Um das DNS noch effizienter zu gestalten gibt es neben den Nameservern Resolver. Dabei handelt es sich um einfache Softwaremodule, die auf dem Rechner eines DNS-Teilnehmers installiert werden. Sie können die Informationen der Nameserver abrufen und bilden eine Schnittstelle zwischen einer Anwendung und einem Nameserver. Der Resolver übernimmt die Anfrage dieser Anwendung und ergänzt, wenn nötig, um sie an einen fest zugeordneten Nameserver zu übermitteln. Solche Solver arbeiten entweder rekursiv oder iterativ.
Im ersten Fall schickt der Resolver seine alle Verzeichnisse durchlaufende Anfrage an den zugeordneten Nameserver. Wenn die gewünschte Information in seinem Datenbestand nicht vorhanden ist, kontaktiert der Nameserver weitere Server, solange bis er eine positive Antwort erhalten hat. Ein rekursiver Resolver überlässt also die Arbeit der vollständigen Auflösung einer Domain dem Nameserver.
Bei einer sich wiederholenden (iterativ) Anfrage bekommt der Resolver entweder den Eintrag der Ressource zurück oder erhält einen Verweis auf weitere Nameserver, an die seine Anfrage als Nächstes gerichtet wird. Auf diese Weise hangelt er sich von Nameserver zu Nameserver, solange bis er eine verbindliche Antwort über die Location der Ressource erhält.
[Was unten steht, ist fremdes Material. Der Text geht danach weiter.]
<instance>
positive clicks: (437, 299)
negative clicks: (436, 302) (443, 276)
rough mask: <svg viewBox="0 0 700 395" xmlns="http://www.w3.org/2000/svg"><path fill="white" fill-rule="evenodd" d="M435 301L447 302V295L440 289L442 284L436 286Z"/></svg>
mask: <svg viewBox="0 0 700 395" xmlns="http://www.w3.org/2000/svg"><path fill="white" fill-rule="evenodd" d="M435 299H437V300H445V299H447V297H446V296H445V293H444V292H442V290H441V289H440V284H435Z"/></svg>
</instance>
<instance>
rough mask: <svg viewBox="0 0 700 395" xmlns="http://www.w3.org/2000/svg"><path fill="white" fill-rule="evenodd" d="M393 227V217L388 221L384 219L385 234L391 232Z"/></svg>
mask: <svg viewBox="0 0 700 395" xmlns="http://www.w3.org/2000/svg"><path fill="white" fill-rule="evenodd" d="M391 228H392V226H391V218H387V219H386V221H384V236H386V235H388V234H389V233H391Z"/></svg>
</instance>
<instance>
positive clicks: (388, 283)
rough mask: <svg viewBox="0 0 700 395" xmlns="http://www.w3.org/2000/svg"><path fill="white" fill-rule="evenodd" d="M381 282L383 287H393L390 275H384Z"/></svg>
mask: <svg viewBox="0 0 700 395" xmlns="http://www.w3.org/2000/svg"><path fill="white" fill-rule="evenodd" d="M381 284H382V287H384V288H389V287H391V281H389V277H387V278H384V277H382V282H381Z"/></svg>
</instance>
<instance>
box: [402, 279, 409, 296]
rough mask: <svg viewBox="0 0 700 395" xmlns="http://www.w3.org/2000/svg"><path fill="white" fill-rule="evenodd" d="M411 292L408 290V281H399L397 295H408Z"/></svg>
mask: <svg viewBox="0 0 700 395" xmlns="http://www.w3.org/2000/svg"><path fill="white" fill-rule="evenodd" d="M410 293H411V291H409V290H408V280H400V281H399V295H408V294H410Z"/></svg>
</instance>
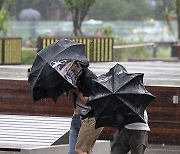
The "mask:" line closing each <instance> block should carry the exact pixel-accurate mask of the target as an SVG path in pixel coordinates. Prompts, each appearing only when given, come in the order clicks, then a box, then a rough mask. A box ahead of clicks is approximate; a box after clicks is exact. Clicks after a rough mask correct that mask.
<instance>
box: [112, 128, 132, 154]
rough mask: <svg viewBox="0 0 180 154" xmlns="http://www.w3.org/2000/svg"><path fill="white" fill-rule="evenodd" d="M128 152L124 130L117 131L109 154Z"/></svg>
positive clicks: (125, 153) (123, 129)
mask: <svg viewBox="0 0 180 154" xmlns="http://www.w3.org/2000/svg"><path fill="white" fill-rule="evenodd" d="M129 150H130V147H129V145H128V141H127V137H126V130H125V129H124V128H123V129H121V130H119V129H117V130H116V132H115V134H114V139H113V142H112V144H111V154H127V153H128V152H129Z"/></svg>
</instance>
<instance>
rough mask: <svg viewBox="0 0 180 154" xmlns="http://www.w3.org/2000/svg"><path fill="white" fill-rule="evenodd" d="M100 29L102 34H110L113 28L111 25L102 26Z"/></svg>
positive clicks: (103, 35) (112, 30) (102, 35)
mask: <svg viewBox="0 0 180 154" xmlns="http://www.w3.org/2000/svg"><path fill="white" fill-rule="evenodd" d="M100 31H101V35H102V36H112V33H113V29H112V27H111V26H103V27H102V28H101V29H100Z"/></svg>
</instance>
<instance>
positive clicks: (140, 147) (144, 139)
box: [129, 130, 148, 154]
mask: <svg viewBox="0 0 180 154" xmlns="http://www.w3.org/2000/svg"><path fill="white" fill-rule="evenodd" d="M129 134H131V136H130V142H129V144H130V147H131V154H144V151H145V149H146V147H147V144H148V132H147V131H144V130H130V133H129Z"/></svg>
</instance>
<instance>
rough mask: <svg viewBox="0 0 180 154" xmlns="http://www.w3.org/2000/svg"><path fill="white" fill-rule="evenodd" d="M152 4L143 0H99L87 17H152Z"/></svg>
mask: <svg viewBox="0 0 180 154" xmlns="http://www.w3.org/2000/svg"><path fill="white" fill-rule="evenodd" d="M152 12H153V11H152V6H151V5H149V4H148V3H146V2H145V1H144V0H100V1H98V3H97V5H93V6H92V7H91V8H90V10H89V12H88V17H89V18H91V19H97V20H144V19H146V18H147V17H152V15H153V13H152Z"/></svg>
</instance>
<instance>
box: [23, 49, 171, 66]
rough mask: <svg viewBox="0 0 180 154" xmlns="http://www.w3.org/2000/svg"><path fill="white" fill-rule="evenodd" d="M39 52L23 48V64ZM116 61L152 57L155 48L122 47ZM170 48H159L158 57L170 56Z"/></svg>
mask: <svg viewBox="0 0 180 154" xmlns="http://www.w3.org/2000/svg"><path fill="white" fill-rule="evenodd" d="M36 54H37V51H36V50H23V51H22V64H24V65H31V64H32V63H33V61H34V59H35V56H36ZM113 54H114V55H113V58H114V61H127V60H128V58H143V59H145V58H152V57H153V50H152V49H148V48H136V49H132V48H131V49H121V50H117V49H116V50H114V53H113ZM170 57H171V51H170V48H162V47H161V48H158V49H157V58H170Z"/></svg>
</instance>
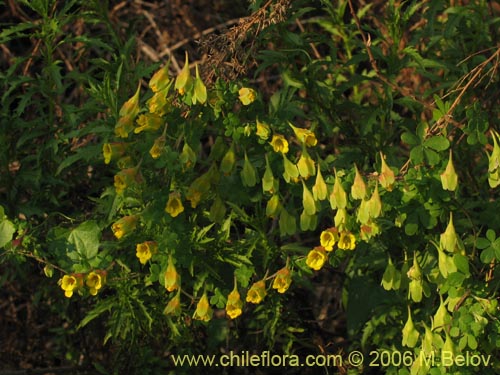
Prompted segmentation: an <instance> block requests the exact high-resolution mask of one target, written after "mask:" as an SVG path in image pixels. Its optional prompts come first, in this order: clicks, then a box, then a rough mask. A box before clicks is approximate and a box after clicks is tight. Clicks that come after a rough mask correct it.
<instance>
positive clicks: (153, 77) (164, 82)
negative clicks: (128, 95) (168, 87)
mask: <svg viewBox="0 0 500 375" xmlns="http://www.w3.org/2000/svg"><path fill="white" fill-rule="evenodd" d="M168 66H169V64H165V65H164V66H162V67H161V68H160V69H158V70H157V71H156V72H155V74H153V76H152V77H151V79H150V80H149V87H150V88H151V90H152V91H153V92H155V93H156V92H158V91H162V90H164V89H166V88H167V87H168V84H169V83H170V78H169V76H168Z"/></svg>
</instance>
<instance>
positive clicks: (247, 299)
mask: <svg viewBox="0 0 500 375" xmlns="http://www.w3.org/2000/svg"><path fill="white" fill-rule="evenodd" d="M266 294H267V293H266V283H265V282H264V280H260V281H257V282H256V283H254V284H253V285H252V286H251V287H250V289H249V290H248V292H247V298H246V301H247V302H250V303H255V304H257V303H260V302H261V301H262V300H263V299H264V297H265V296H266Z"/></svg>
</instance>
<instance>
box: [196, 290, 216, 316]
mask: <svg viewBox="0 0 500 375" xmlns="http://www.w3.org/2000/svg"><path fill="white" fill-rule="evenodd" d="M212 315H213V310H212V308H211V307H210V304H209V303H208V298H207V294H206V293H203V296H202V297H201V299H200V300H199V301H198V304H197V305H196V311H195V312H194V315H193V319H196V320H201V321H204V322H208V321H209V320H210V319H212Z"/></svg>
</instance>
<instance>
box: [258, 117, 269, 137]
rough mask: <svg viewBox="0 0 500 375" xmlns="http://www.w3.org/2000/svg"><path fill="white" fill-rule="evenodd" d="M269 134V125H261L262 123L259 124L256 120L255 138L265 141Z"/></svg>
mask: <svg viewBox="0 0 500 375" xmlns="http://www.w3.org/2000/svg"><path fill="white" fill-rule="evenodd" d="M270 132H271V130H270V129H269V125H267V124H266V123H263V122H260V121H259V120H257V131H256V132H255V134H257V136H258V137H259V138H260V139H262V140H263V141H265V140H266V139H267V138H269V133H270Z"/></svg>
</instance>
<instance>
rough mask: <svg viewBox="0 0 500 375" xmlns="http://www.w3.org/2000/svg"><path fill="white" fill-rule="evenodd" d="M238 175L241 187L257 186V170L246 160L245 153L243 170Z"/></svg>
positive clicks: (247, 156)
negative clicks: (242, 185)
mask: <svg viewBox="0 0 500 375" xmlns="http://www.w3.org/2000/svg"><path fill="white" fill-rule="evenodd" d="M240 175H241V181H242V182H243V186H247V187H253V186H255V184H257V170H256V169H255V167H254V166H253V165H252V163H251V162H250V160H249V159H248V155H247V153H246V152H245V160H244V161H243V169H242V171H241V173H240Z"/></svg>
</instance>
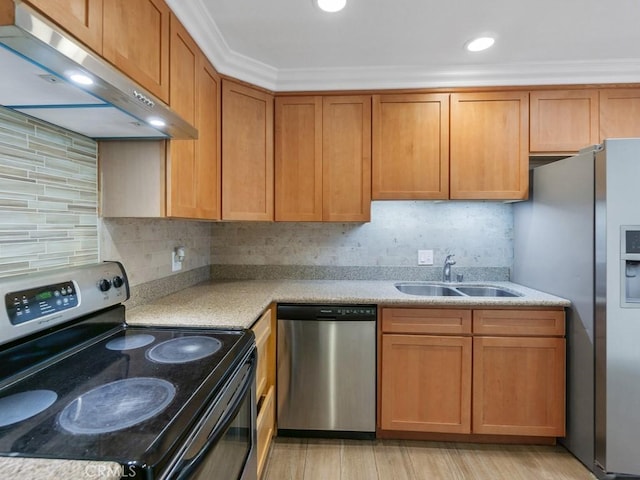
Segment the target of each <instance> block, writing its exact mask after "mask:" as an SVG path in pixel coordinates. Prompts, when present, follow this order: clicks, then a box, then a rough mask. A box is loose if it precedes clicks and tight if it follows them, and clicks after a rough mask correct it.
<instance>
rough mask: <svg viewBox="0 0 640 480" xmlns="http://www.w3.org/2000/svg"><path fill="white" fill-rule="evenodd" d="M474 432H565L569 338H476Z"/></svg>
mask: <svg viewBox="0 0 640 480" xmlns="http://www.w3.org/2000/svg"><path fill="white" fill-rule="evenodd" d="M473 432H474V433H487V434H501V435H530V436H545V437H562V436H564V434H565V340H564V339H563V338H542V337H475V338H474V339H473Z"/></svg>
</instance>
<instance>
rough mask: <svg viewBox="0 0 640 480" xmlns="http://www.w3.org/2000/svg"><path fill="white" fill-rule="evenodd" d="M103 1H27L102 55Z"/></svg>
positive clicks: (70, 33) (69, 32)
mask: <svg viewBox="0 0 640 480" xmlns="http://www.w3.org/2000/svg"><path fill="white" fill-rule="evenodd" d="M102 1H103V0H27V3H28V4H30V5H32V6H34V7H35V8H37V9H38V10H40V11H41V12H42V13H43V14H45V15H46V16H47V17H49V18H50V19H51V20H53V21H54V22H55V23H57V24H58V25H60V26H61V27H62V28H64V29H65V30H66V31H67V32H69V33H70V34H71V35H73V36H74V37H76V38H77V39H78V40H80V41H81V42H82V43H84V44H85V45H87V46H88V47H90V48H91V49H92V50H93V51H95V52H97V53H99V54H101V53H102Z"/></svg>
Diese Antwort übergibt der Resolver dann an das Programm, das die Daten angefordert hat, zum Beispiel an einen Webbrowser. Die üblichen Resolver arbeiten ausschließlich rekursiv und werden als Stub-Resolver bezeichnet. Nameserver besitzen ebenfalls eigene Resolver, die gewöhnlich iterativ arbeiten.

Protokolle

DNS-Anfragen werden gewöhnlich per User Datagram Protocol (UDP) über den Port 53 n die Nameserver gesendet. Bei UDP handelt es sich um ein minimales Netzwerkprotokoll. Es gehört zur Transportschicht der Internetprotokollfamilie. Seine Aufgabe besteht darin, Daten, die per Internet übertragen werden, an die richtige Anwendung zu schicken. Es dient also ausschließlich der Adressierung. Für die Sicherung der Datenübertragung ist es nicht zuständig.
Diese Aufgabe übernimmt das Transmissions Control Protocol (TCP, deutsch Übertragungssteuerungsprotokoll). Mit seiner Hilfe wird geregelt, auf welche Art und Weise Daten zwischen den Computern ausgetauscht werden sollen. TCP ist ein verbindungsorientiertes und Paket vermittelndes Protokoll. Auch TCP gehört zur Internetprotokollfamilie und ist damit eine der Grundlagen des Internets.
Der DNS-Standard erfordert die Zusammenarbeit von UDP und TCP für Antworten, die zu groß für das UDP sind. Die zulässige Gesamtgröße eines UDP-Pakets beträgt 512 Bytes. Überlange Antworten werden abgeschnitten übertragen. Der Client wird darüber durch sogenannte Truncated Flags informiert. Gegebenenfalls wird dann die Anfrage via TCP wiederholt. Besonders Zonentransfers werden meist via TCP Port 53 durchgeführt. Ihre Auflösung wiederum erfolgt über UDP.